Should I set up my own cluster?¶
Note
We understand that resource restrictions can be very stingent between labs and companies. So sharing resources is not possible, even in close collaborations. Simmate addresses this issue by making it easy to share a cloud database without sharing computational resources. In other words, you can contribute to a shared database without letting others see/access your computational resources.
Basic use of resources¶
Each team will likely need to handle their own computational resources, which can be any number of things:
- a university or federal HPC cluster with SLURM, PBS, or some other queue system
- a single node or even a Kubernetes cluster on a cloud provider
- a series of desktop computers that your lab shares
- any combination of these resources
The easiest way to use these resources is to sign on and run a simmate workflow using the run
method. When this is done, the workflow runs directly on your resource.

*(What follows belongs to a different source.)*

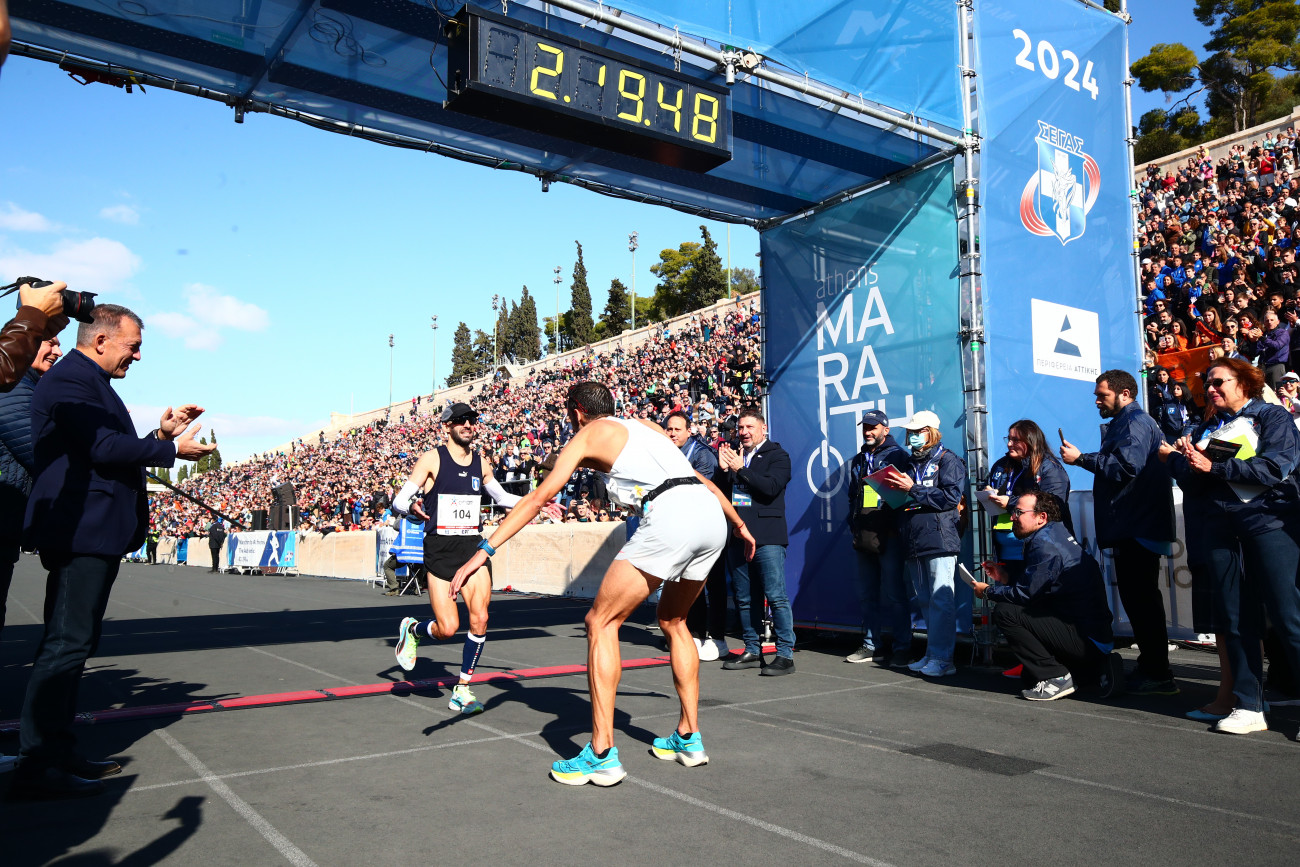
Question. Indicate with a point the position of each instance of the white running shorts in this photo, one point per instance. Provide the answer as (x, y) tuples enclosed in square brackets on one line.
[(681, 536)]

This was done in the "Run a workflow" tutorial when we called simmate workflows run ...
. When on a HPC SLURM cluster, we would run simmate using a submit.sh
:
#!/bin/bash
#SBATCH --output=slurm.out
#SBATCH --nodes=1
#SBATCH --ntasks=2
simmate workflows run-yaml my_settings.yaml > simmate.out
Tip
If you are only running a few workflows per day (<10), we recommend you stick to running workflows in this way. That is, just calling simmate workflows run
. Don't overcomplicate things. Go back to tutorial 02 to review these concepts.
Deciding to set up workers¶
If your team is submitting hundreds or thousands of workflows at a time, then it would be extremely useful to monitor and orchestrate these workflows using a scheduler and cluster.
Just like with our cloud database in the previous tutorial, you only need ONE person to manage ALL of your computational resources. Once the resources have been set up, the other users can connect using the database connection file (or an API key if you are using Prefect).
If you are that one person for your team, then continue with this tutorial. If not, then you should instead talk with your point person! Using your teams resources should be as easy as switching from the run
to run_cloud
method.